# Small cut in tire, should I repair it?



## Pedro S (Mar 28, 2011)

Newb question...

I picked up a small cut in the tread of one of my GP4000s. It's only 3-4mm long and not very deep. Maybe 1-2mm deep with no cord is visible. Should I attempt a fix such as some rubber cement or boot the tire with a patch or just leave it be and ride it?

Sorry for the newb question but I'm a newb with his first cut tire.


----------



## tihsepa (Nov 27, 2008)

I got one yesterday. It was about exactly as you describe. I superglued it. After today it was showing cord and bulged a little. I changed the tire.

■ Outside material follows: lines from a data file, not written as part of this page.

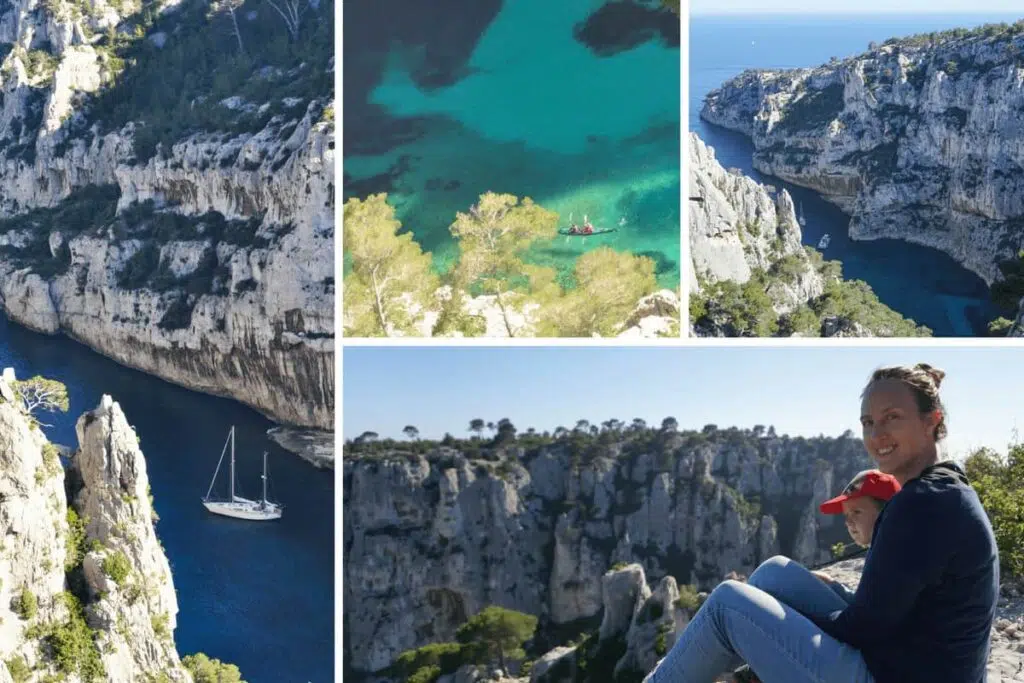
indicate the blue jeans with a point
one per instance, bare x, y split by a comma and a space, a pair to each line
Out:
762, 623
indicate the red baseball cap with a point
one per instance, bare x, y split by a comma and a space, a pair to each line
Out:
867, 483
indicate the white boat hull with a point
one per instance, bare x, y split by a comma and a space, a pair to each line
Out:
243, 508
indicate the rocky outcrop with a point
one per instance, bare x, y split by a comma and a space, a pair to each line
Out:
89, 560
313, 445
750, 273
639, 626
431, 540
918, 139
250, 317
1017, 329
739, 225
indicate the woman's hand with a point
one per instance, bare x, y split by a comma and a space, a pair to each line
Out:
823, 577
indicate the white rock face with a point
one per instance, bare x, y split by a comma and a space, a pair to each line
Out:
739, 225
430, 541
133, 616
268, 343
915, 141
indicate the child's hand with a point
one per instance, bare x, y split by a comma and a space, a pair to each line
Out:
823, 577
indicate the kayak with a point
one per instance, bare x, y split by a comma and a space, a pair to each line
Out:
566, 232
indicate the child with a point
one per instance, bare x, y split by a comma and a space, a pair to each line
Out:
860, 502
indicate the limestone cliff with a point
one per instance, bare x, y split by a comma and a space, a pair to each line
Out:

For the record I run Vittoria open corsas.


----------



## Pedro S (Mar 28, 2011)

That certainly wasn't what I wanted to hear. This tire only has 300 miles on it. To much coin to junk it if I don't need to.


----------



## Kerry Irons (Feb 25, 2002)

*Bulge test*



Pedro S said:


> Newb question...
> 
> I picked up a small cut in the tread of one of my GP4000s. It's only 3-4mm long and not very deep. Maybe 1-2mm deep with no cord is visible. Should I attempt a fix such as some rubber cement or boot the tire with a patch or just leave it be and ride it?
> 
> Sorry for the newb question but I'm a newb with his first cut tire.


If you inflate the tire and there is a bulge at the cut, then you need to boot the tire. A few layers of Tyvek (the white synthetic paper of a FedEx envelope) works quite well. If there is still a bulge after booting the tire, then it is a judgment call. A tire is often safe to ride even with a small bulge though it will wear faster at that point.


----------



## Pedro S (Mar 28, 2011)

So far there is no visible bulge. As it is now, I feel it is completely safe to ride. My concern is will it remain so. tihsepa above had a similar cut and it grew. If there is anything I can do to prevent the cut from expanding, I certainly would like to do it.


----------



## looigi (Nov 24, 2010)

Super glue dries hard and can further cut into the tire. If you choose to glue it, use something that is soft when cured.

IMO, there is no benefit to trying to repair a cut in the rubber. If the cord isn't damaged or bulging, ride it.


----------



## Noupy (Aug 25, 2003)

*Shoe Goo*

I got this cut at 225 km (Vred tri comp) 7mm wide and I could see the casing the whole width of the cut
@&?%?%% .
I always trashed the tire when this happened but i decided to give shoe goo a try.

The pic is at 2300 km and in there about 3 km of gravel road ( group ride ??? )
and no bulge.
This stuff is really good
I have it on 2 other very small cuts and with the same result.


----------



## Pedro S (Mar 28, 2011)

I've read good things about shoe goo for this purpose. I'll give it a try. The cut in my tire isn't nearly as big.


----------



## JackDaniels (Oct 4, 2011)

I used to glue one of the big old school patches on the inside of the tire for surface cuts. Although nowadays I'm conservative and just toss them.


----------



## Oldteen (Sep 7, 2005)

looigi said:


> Super glue dries hard and can further cut into the tire. If you choose to glue it, use something that is soft when cured.
> 
> IMO, there is no benefit to trying to repair a cut in the rubber. If the cord isn't damaged or bulging, ride it.


+1 
Use Super Goo on soles of my running shoes but it doesn't last at all on bike tires.
FWIW- I NEVER ride a tire with cut that causes casing to bulge. IMHO tire boot is an emergency measure just to get ya home. I've seen too many blow-outs at bulge sites to trust such a tire.


----------



## AndrwSwitch (May 28, 2009)

Something people are talking around a little bit is this: The tread of the tire is not structural. It's important - you'd have some grip and wear problems without it - but it's not structural. If there's no damage to the casing, you're good.

The idea of using something to protect the casing if it's exposed sounds good to me, however. But my tires usually pick up plenty of cuts and scratches effecting only the rubber before I wear them out. Those are no biggie.


----------



## Pedro S (Mar 28, 2011)

After another good look at the cut, I've determined its just a run of the mill tread cut and doesn't warrant any type repair. I'll just ride and keep an eye on it and if it gets any larger or begins to bulge, I'll deal with it at that time.

Thanks for everybody's input.


----------